Correspondence and reprints: Dr M. Rotenberg-Arska. Department of Clinical Microbiology and Laboratory of Infectious Diseases University Hospital Utrecht, HP G 04.515, P.O. Box 85500, 3508 GA Utrecht, The Netherlands.
Drugs 43 (5): 629-636, 1992 00 12-6667/92/0005-0629/$04.00/0 © Adis International Limited. All rights reserved. DRUl140
Infectious Disease Therapy in the 1990s Where are we Heading?
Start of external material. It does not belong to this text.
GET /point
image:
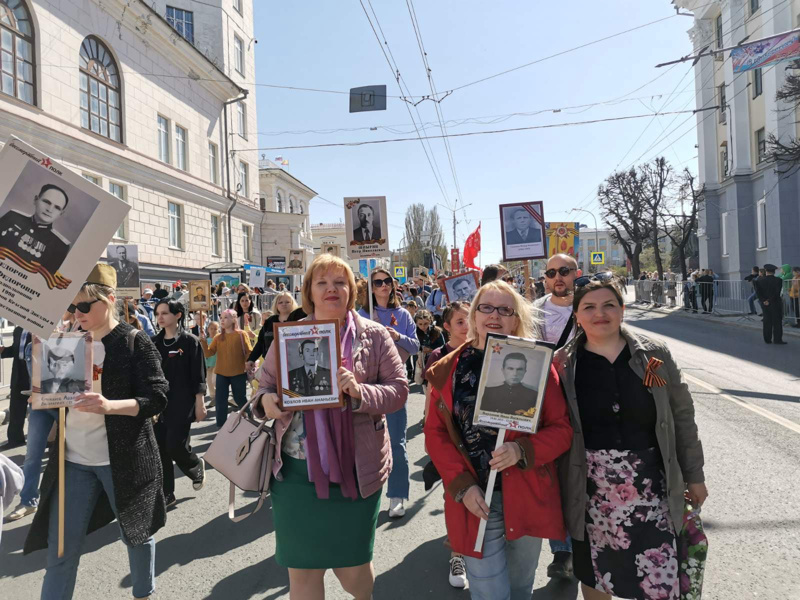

M. Rozenberg-Arska and M.R. Visser Department of Clinical Microbiology and Laboratory of Infectious Diseases, University Hospital Utrecht, Utrecht, The Netherlands
Although effective antimicrobial agents have been in use for more than 50 years, patients still die from infection. Remarkable progress has been made in the prevention and treatment of infectious diseases and in the development of more potent, safer and more broadly active antimicrobial agents. Considerable efforts have also been made to enhance or restore human immune responses against pathogenic and opportunistic microorganisms. Why, then, do antimicrobial drugs fail in some patients with severe infections and how should we treat such infections in the future? Antimicrobial treatment may fail for several reasons: antibiotics may be administered too late; the infecting microorganism(s) may be resistant to the agent used; despite adequate antimicrobial therapy leading to efficient killing of microorganisms, released microbial products may cause damage to essential physiological mechanisms; or the patient's immune defences may be inadequate to provide the support that antimicrobial therapy requires. With regard to the first point, it is important to establish a specific microbial diagnosis and initiate the appropriate antimicrobial therapy as rapidly as possible. New techniques, such as probes and polymerase chain reaction for detection of microbial RNA or DNA, may be able to detect pathogens in the early stage of disease and small amounts of infectious particles (Polin 1985).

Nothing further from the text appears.